Adam Lambert: Lady Lambert sang Play That Funky Music with all the zest of a new bottle of lube being cracked and squirted for the first time. Smells like Springtime! Yes, his vocals were impeccable and the judges loved him. However, one key question to ponder is, "Where exactly have Miss Lambert's testicles gone"? Did he make a necklace with them? Maybe a pendulum? Tick tock tick tock, what what!! I doubt Lady Lambert will win but he sure puts on a fine show. Mika would be proud.


Allison Iraheta: This freak show sang 90's anthem Don't Speak with the fervor of an angst teen who hangs out at the local bus depot smoking cloves and waxing philosophical with the town drunk. What was with her outfit? Was Hot Topic liquidating? Irritata tries too hard to mimic Hayley from Paramore and it's just a hot tranny mess. The vocals were fine but far too distracting was the miserable outfit and dumb young persona. Loser!


Anoop Desai: Snoopy sang Usher's Caught Up and it was simply a disaster. First of all, why would Snoop say that he's aspiring to be an R&B singer? He has no rhythm, no soul... he's more of an Indian Michael Bubbles. Croon, bitch! And that personality! He's still too smug for his own good. I don't think he has a chance of winning but we shall see.

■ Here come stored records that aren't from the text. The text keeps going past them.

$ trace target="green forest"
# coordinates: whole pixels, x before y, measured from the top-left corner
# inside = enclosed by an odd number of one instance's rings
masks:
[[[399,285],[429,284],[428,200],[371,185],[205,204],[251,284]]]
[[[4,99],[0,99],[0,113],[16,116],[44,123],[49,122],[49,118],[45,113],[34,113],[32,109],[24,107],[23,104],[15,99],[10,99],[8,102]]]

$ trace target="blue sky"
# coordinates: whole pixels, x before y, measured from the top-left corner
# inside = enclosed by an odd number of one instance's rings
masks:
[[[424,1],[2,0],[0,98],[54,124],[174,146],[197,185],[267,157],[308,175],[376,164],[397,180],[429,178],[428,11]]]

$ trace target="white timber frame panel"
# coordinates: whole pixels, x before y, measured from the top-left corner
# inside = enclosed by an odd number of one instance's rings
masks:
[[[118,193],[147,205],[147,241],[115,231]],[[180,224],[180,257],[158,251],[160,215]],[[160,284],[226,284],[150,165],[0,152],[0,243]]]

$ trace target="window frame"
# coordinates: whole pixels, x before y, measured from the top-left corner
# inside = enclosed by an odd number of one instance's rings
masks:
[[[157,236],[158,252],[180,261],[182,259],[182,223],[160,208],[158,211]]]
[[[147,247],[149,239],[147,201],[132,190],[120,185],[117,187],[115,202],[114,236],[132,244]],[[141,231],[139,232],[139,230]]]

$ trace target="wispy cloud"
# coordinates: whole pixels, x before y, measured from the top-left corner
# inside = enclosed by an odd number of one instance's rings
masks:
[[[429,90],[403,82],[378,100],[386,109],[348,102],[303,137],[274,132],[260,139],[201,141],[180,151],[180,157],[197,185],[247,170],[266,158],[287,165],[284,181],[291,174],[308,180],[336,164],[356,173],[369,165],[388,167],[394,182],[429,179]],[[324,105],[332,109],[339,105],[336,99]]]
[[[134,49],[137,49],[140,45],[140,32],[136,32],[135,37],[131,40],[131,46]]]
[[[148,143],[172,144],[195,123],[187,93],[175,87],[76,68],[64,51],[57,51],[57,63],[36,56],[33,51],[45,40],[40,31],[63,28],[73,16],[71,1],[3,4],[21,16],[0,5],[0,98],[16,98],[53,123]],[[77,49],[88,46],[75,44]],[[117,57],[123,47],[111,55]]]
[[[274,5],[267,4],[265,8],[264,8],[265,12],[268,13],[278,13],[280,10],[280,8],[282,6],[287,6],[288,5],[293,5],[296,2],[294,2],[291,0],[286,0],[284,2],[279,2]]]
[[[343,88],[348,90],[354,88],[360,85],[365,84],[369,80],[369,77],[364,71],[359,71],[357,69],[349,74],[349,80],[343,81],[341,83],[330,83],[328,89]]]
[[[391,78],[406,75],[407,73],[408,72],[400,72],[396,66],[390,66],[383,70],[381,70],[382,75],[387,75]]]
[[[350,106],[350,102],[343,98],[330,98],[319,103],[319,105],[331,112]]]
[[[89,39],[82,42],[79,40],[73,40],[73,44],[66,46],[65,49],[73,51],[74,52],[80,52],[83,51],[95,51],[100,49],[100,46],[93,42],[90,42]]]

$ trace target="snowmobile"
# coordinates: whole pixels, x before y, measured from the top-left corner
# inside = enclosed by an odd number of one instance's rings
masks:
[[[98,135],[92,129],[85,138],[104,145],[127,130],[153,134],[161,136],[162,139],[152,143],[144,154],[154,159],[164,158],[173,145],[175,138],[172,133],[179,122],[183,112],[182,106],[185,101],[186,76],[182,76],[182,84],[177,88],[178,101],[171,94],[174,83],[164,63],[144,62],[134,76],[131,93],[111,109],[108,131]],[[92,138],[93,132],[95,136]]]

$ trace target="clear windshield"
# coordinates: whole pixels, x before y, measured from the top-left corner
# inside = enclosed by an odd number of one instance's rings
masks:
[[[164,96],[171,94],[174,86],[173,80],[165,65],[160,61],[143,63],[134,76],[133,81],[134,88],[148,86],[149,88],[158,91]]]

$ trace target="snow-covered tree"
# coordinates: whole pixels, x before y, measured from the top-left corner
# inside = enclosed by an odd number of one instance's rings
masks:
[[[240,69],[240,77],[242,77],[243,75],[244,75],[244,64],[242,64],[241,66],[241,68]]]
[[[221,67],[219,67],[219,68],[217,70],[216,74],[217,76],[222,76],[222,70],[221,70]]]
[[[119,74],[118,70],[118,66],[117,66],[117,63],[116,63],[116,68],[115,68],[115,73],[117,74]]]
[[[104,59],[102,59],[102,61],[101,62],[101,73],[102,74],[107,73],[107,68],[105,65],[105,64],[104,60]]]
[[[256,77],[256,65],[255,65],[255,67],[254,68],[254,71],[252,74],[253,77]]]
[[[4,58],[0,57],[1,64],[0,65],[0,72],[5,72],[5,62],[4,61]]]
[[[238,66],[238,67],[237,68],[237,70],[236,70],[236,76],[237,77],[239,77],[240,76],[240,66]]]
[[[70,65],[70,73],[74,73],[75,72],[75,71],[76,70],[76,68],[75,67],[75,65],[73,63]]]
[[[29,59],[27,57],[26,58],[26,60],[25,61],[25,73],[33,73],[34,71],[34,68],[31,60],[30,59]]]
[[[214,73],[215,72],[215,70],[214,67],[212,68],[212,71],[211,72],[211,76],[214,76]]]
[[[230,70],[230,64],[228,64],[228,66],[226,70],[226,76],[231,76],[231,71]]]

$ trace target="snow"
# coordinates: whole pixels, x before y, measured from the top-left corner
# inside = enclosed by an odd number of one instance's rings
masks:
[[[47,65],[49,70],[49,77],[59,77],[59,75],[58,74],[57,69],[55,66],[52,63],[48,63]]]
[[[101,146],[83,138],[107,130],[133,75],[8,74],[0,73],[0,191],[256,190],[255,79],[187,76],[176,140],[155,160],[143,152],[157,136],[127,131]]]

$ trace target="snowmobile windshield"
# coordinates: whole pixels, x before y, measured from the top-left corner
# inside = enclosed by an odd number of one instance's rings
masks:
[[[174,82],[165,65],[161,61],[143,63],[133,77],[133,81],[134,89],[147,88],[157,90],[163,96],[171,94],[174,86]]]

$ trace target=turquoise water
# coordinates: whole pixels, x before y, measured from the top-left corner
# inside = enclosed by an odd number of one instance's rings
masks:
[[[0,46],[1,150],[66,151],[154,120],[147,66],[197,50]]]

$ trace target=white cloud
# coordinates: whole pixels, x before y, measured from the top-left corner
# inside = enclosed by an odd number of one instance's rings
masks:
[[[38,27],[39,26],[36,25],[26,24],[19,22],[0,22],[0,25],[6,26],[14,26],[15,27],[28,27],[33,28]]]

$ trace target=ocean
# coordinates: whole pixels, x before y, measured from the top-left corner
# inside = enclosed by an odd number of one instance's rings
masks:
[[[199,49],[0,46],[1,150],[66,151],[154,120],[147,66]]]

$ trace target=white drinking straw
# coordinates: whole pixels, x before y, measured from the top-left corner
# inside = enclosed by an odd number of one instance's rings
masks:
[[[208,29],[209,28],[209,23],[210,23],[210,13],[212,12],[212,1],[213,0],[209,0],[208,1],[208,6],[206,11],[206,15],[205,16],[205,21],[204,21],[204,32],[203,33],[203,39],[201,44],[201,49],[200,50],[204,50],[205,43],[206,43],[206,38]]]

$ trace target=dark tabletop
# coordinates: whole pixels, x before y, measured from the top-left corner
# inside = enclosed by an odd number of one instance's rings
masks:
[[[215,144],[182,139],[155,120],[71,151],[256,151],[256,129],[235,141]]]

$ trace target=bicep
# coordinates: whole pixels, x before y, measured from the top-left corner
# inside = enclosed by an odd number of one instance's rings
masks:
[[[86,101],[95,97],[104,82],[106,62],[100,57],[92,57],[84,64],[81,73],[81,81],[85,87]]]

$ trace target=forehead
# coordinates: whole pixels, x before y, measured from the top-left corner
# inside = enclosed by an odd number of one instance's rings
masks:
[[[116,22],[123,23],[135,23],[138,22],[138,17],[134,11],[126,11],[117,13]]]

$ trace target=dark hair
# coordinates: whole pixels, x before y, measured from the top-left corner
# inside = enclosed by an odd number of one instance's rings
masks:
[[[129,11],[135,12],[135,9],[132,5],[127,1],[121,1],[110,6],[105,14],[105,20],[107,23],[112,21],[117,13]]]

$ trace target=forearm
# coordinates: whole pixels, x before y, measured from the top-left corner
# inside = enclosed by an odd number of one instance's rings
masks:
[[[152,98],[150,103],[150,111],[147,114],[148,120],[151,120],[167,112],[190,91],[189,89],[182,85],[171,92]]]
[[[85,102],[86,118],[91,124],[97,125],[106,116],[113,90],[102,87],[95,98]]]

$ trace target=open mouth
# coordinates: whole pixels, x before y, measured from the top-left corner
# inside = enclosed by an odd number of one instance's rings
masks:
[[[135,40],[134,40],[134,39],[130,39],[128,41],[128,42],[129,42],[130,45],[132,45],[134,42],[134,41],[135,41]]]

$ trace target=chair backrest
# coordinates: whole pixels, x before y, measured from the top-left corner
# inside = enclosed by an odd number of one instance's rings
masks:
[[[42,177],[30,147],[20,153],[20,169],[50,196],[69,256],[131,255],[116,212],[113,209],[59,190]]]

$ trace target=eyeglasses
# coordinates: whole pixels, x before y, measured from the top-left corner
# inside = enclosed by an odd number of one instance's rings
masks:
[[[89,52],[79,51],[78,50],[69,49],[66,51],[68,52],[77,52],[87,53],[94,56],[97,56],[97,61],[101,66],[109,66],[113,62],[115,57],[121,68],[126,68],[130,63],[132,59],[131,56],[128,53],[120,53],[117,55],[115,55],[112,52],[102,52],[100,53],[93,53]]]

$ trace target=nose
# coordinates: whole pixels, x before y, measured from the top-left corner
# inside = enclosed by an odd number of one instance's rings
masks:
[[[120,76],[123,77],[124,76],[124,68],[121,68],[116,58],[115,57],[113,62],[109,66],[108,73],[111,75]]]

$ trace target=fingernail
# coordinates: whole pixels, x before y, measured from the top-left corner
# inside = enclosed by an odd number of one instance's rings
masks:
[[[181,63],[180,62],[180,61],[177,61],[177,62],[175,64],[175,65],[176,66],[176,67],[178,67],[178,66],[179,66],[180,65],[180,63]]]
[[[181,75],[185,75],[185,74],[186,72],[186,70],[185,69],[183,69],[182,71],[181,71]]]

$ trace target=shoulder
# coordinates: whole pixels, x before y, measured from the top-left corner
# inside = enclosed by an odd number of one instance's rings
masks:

Danny Gokey: Tub of Ugly sang What Hurts the Most and shockingly, I wasn't horrified. Yes, his appearance is a hot lardy mess and I am praying that all that Midwesterners aren't screaming, "Oh that precious Danny boy! He looks like cousin Clyde! I can relate! OMG! He's signing a Rascal Flatts song! I'm stupid and love country. Yeehaw!" Party beavers, we don't need another generic Taylor Hicks on our hands. Boring and over!


Kris Allen: Pantie creamer Miss Kris sang Ain't No Sunshine and a collective "OMG OMG OMG he's so hot!" was heard around the country. In the eyes of the tweens and mo's, Miss Kris can do no wrong...and I agree! His vocals are beautiful and he's got everything going for him except that landfill of a wife. I will also note that his weird pedo-stache was not cute and he needs to shave those five whiskers off pronto! Miss Kris, you're not edgy with facial hair! You just look 16. Do you have a learner's permit? I will make my official prediction now and say that Miss Kris will win the whole situation and if not, he'll be the one with a career.


Lil Rounds: The combination of Lil and Celine Dion should have been magic. When I heard she was singing a song by our favorite Canadian songstress, I was thinking Where Does My Heart Beat Now, The Power of Love, or It's All Coming Back To Me Now. It should have been the most glorious moment on recent television. BUT...what happened, Lil? I Surrender? Even MY weave doesn't know that song! Your performance wasn't cute. It didn't move me or my bowels. I was disappointed in you and your crazy ass wig. You're not in Pulp Fiction. Take that ridiculous situation off your head. Did you get it from the Gayle King collection? It's a mess. I expected more from you. Sigh...


Matt Girard: Mattycakes! What happened? Did you swallow a porcupine? What was with that garbled performance? My precious beaver Matt sang The Fray's You Found Me and it sounded like John Mayer with acid reflux. It was borderline painful. Now you all know I love my Mattycakes but this was not a cute situation. I hope he doesn't get booted tonight but it's not looking good.


Megan Joy: This stupid c-rag had the audacity to sing Bob Marley's Turn Your Lights Down Low and it was excruciatingly painful. The talentless hooker thought that the combination of her drone with a slow jam would equate magic, but unfortunately, I've seen used tampons give a better performance. Please remember, every vote for Megan Misery is a vote for inbred bullshit. Go home!


Scott MacIntyre: Helen Keller sang Billy Joel's Just The Way You Are. Can't you see hoards of fat frat boys swaying and singing along while guzzling some sort of champagne of beers? I will say I was surprised that it wasn't as horrifying as his usual performances but I am not giving him any sort of pity vote because he can't see that his new look just makes him look more like some Brian Krakow situation.